How to Build Retry, Fallback, and Self-Correction in AI Agents (2026)

Table of Contents
TL;DR
- Treat every LLM call as a network call that can fail — design the retry contract before you write the first tool.
- Persistence is a separate concern from retries. Pick a checkpointer for state, a workflow engine for orchestration, and a validator for output shape.
- Self-correction is just a retry with a better error message — let the validator tell the model exactly what was wrong.
The agent worked all week. Monday morning the orchestrator wakes up, the rate-limit error returns, and the whole graph dies on step seven of twelve. Nobody saved the state. Nobody specified what “retry” meant. The pager goes off. This is the default outcome when Agent Error Handling And Recovery is bolted on at the end instead of designed in.
Before You Start
You’ll need:
- A Python agent stack — LangGraph, Pydantic AI, or the OpenAI Agents SDK with Temporal
- Familiarity with Agent Evaluation And Testing so you can prove recovery actually works
- A clear picture of which failures are transient (retry), which are structural (fallback), and which need a human
This guide teaches you: how to decompose agent failure into four independent contracts — retry, validation, persistence, escalation — so each layer can be specified, tested, and replaced on its own.
Your Agent Won’t Survive a Bad Friday
You ship the agent. It demos beautifully. Then a real Friday hits — the upstream API returns 503 for ninety seconds, your model provider throttles you mid-call, one tool returns malformed JSON. The agent doesn’t recover. It crashes, or worse, it loops forever burning tokens on the same broken state.
It worked on Friday. On Monday, the run died at step seven because the checkpoint was in memory and the pod restarted.
That is the failure pattern this guide fixes. The model is not broken. The orchestration is unspecified.
Step 1: Map the Failure Domains
Before you pick a library, name the failures. Agents fail in four distinct ways, and each one needs a different fix. Mixing them up is why “add retries” never solves the problem.
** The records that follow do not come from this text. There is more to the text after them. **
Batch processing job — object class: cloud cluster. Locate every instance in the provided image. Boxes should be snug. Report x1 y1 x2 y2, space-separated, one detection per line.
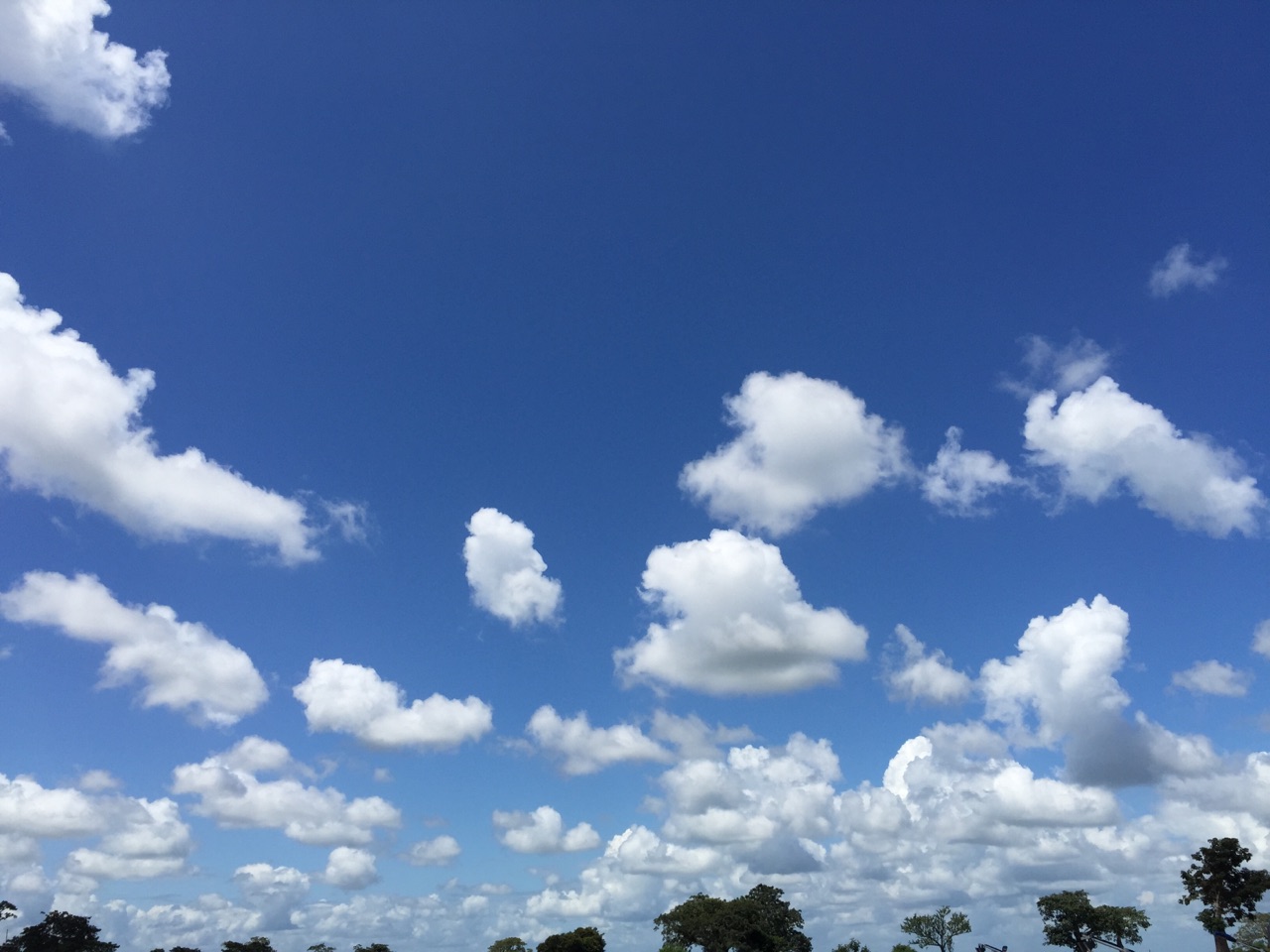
172 736 401 847
0 271 318 563
0 0 172 139
493 806 599 853
680 373 909 536
292 657 494 750
525 704 671 776
0 572 269 726
1024 377 1266 538
1147 241 1228 298
613 530 867 694
463 508 562 625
Your system has these failure domains:
- Transient transport failures — rate limits, timeouts, 5xx errors. These resolve themselves. Retry with backoff.
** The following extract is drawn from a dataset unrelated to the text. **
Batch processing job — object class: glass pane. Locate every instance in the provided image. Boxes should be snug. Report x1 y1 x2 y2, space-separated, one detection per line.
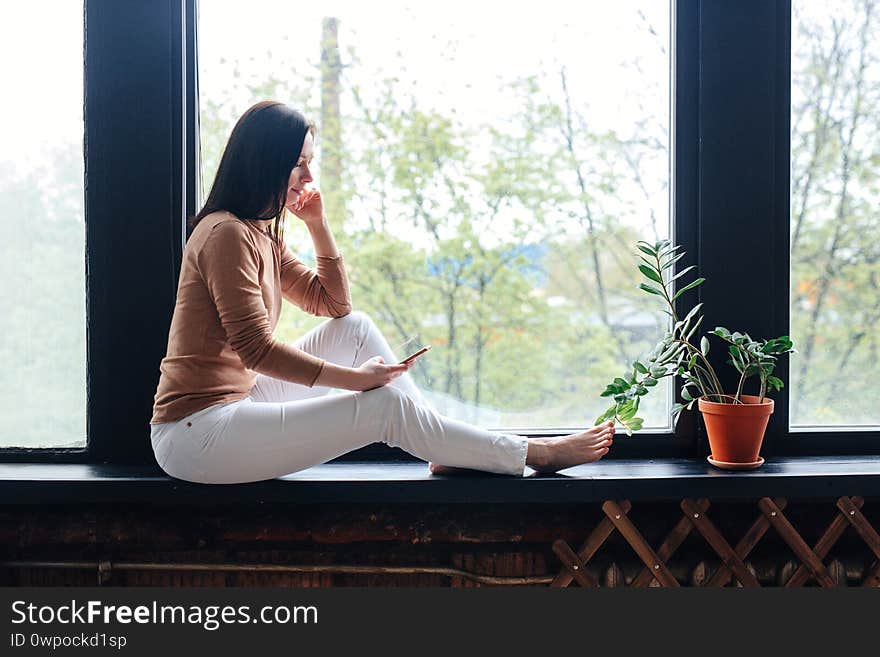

- Output validation failures — the model returned text where you needed JSON, or hallucinated a field. Re-prompt with the error.
- State loss failures — the process dies, the pod restarts, the workflow times out. Resume from a checkpoint.
- Structural failures — the API contract changed, the tool is gone, the task is genuinely impossible. Escalate to a human.
The Architect’s Rule: If you can’t tell which domain a failure belongs to from the log line, your recovery code can’t either.
Each domain has its own contract. Transient failures need a retry budget. Validation failures need a schema and a re-prompt message. State loss needs a persistence layer. Structural failures need an escalation path — usually Human In The Loop For Agents. Build all four. Skip any one and the gap shows up at the worst possible time.
The industry baseline for transient LLM failures sits around one to five percent of calls (NeuralWired, ballpark only). That means a ten-step agent run without retries fails on roughly one call in twenty under normal load. Add a noisy upstream and the number gets worse fast.
Step 2: Specify Your Retry Contract
A retry policy is a spec, not a flag. Before you turn one on, write down what it actually means.
Retry contract checklist:
- Which exception classes count as transient — typed, not stringly matched
- Maximum retry count per call — not unlimited
- Backoff curve — exponential with jitter, starting around 100ms, capped at a ceiling
- Idempotency — every retried operation must produce the same outcome the second time
- Circuit breaker state — Closed, Open, Half-Open, with a clear threshold for tripping
- Fallback path — what happens after the budget runs out
Exponential backoff with jitter is the default pattern: double the wait each retry, add a small random offset so a fleet of agents doesn’t thunder back at the upstream the moment it recovers (Fastio). Pair it with a circuit breaker so a sustained outage trips the whole call site instead of hammering it for an hour.
For output validation — the second domain — the cleanest primitive in 2026 is the Pydantic AI output validator. Decorate an async function with @agent.output_validator and it receives the parsed output plus a RunContext (Pydantic AI Docs). If the output is wrong, raise ModelRetry(f'Invalid: {e}') and the LLM is re-prompted with that error message. Pydantic AI 1.88.0 (released April 29, 2026, Pydantic AI Changelog) treats this as a first-class loop — output_retries defaults to one, settable per agent, per run, or per tool.
The Spec Test: If your output validator can’t tell the model why it failed, you don’t have self-correction. You have a retry counter dressed up as one.
That is the difference between “the call failed, try again” and a Agent Guardrails layer that turns each failure into a corrective signal.
Step 3: Layer Persistence and Workflow Durability
Retries handle the call. Persistence handles the run. They are separate concerns and they belong in separate libraries.
Build order:
- Output validators first — Pydantic AI
@agent.output_validatorwith a tight retry budget. This is the cheapest layer to add and it catches the most common failure class in isolation. - In-graph persistence next —
LangGraph checkpointers save state at every superstep so a crash mid-graph doesn’t replay successful sibling nodes. Pick the saver that matches your storage:
InMemorySaverfor tests,SqliteSaver/AsyncSqliteSaverfor local,PostgresSaver/AsyncPostgresSaverorCosmosDBSaverfor production, and AWS’s maintainedDynamoDBSaverif you live in that stack (LangChain Docs). - Workflow durability last — Temporal wraps the whole agent in a workflow process that survives infrastructure failure. The OpenAI Agents SDK integration went GA in the Python SDK on March 23, 2026 (Temporal Blog), and Pydantic AI ships a
TemporalAgentwrapper plus aPydanticAIWorkflowbase class for the same pattern.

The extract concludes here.